As part of the submission process, authors are required to check off their submission's compliance with all of the following items, and submissions may be returned to authors that do not adhere to these guidelines.
  • The submission has not been previously published, nor is it before another journal for consideration or an explanation has been provided in Comments to the Editor).
  • The submission file is the journal`s template. The text adheres to the stylistic and bibliographic requirements outlined in the Author Guidelines.
  • Where available, URLs for the references have been provided.
  • All illustrations, figures, and tables are placed within the text at the appropriate points, rather than at the end.

Author Guidelines

The scientific journal Respectus Philologicus publishes only original scientific research of the highest quality with a section for reviews and overviews on current research and discussion papers on science issues. Respectus Philologicus welcomes submissions focused on research fields of humanities, namely, linguistic, literary narratives and contexts, efficiency of advertising discourse, theory and practice of translation, and audiovisual research. Concurrent submissions are not accepted. All articles are subject to double-blind peer review and will be read by two anonymous reviewers.

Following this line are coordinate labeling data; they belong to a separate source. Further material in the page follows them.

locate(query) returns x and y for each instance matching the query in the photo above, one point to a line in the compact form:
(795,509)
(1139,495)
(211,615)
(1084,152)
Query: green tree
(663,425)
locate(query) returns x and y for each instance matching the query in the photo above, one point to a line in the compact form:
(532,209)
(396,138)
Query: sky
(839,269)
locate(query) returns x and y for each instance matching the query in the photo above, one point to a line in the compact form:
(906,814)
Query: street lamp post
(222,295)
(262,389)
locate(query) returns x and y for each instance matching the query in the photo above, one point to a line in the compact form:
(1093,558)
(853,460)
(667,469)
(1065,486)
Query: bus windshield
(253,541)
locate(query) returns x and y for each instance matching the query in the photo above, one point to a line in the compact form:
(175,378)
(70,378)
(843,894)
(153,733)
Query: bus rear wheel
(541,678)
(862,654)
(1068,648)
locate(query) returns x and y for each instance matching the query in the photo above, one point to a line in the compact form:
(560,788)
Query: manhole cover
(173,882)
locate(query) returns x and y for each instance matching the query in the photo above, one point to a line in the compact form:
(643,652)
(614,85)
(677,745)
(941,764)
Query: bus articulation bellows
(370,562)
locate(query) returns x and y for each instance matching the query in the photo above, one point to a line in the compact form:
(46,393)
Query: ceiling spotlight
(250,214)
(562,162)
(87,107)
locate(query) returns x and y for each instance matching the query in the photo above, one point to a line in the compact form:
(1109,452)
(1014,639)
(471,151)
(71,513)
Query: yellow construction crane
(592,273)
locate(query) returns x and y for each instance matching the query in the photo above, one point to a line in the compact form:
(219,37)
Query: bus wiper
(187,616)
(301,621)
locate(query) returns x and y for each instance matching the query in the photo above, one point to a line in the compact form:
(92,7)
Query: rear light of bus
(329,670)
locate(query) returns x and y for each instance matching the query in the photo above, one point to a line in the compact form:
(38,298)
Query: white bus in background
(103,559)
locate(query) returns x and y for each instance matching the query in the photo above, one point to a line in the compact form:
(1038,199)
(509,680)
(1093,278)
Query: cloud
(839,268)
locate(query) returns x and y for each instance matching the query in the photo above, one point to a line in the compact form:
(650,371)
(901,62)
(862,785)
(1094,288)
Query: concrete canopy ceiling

Respectus Philologicus gives priority to the articles complying with the journal’s main trends and accepted articles are limited to one article per issue. Accepted contributions are published according to the submission priority.

The journal accepts manuscrits in the English, Lithuanian and Polish languages. Papers of no more than 40,000 printed characters, including references and footnotes, should be submitted for publication. Reviews and overviews are limited up to 16,000 printed characters in length.

A special request and recommendation for non-native authors of English to make every effort to have their final draft of manuscript checked by a native speaker of English! Language editing is not carried out by Respectus Philologicus.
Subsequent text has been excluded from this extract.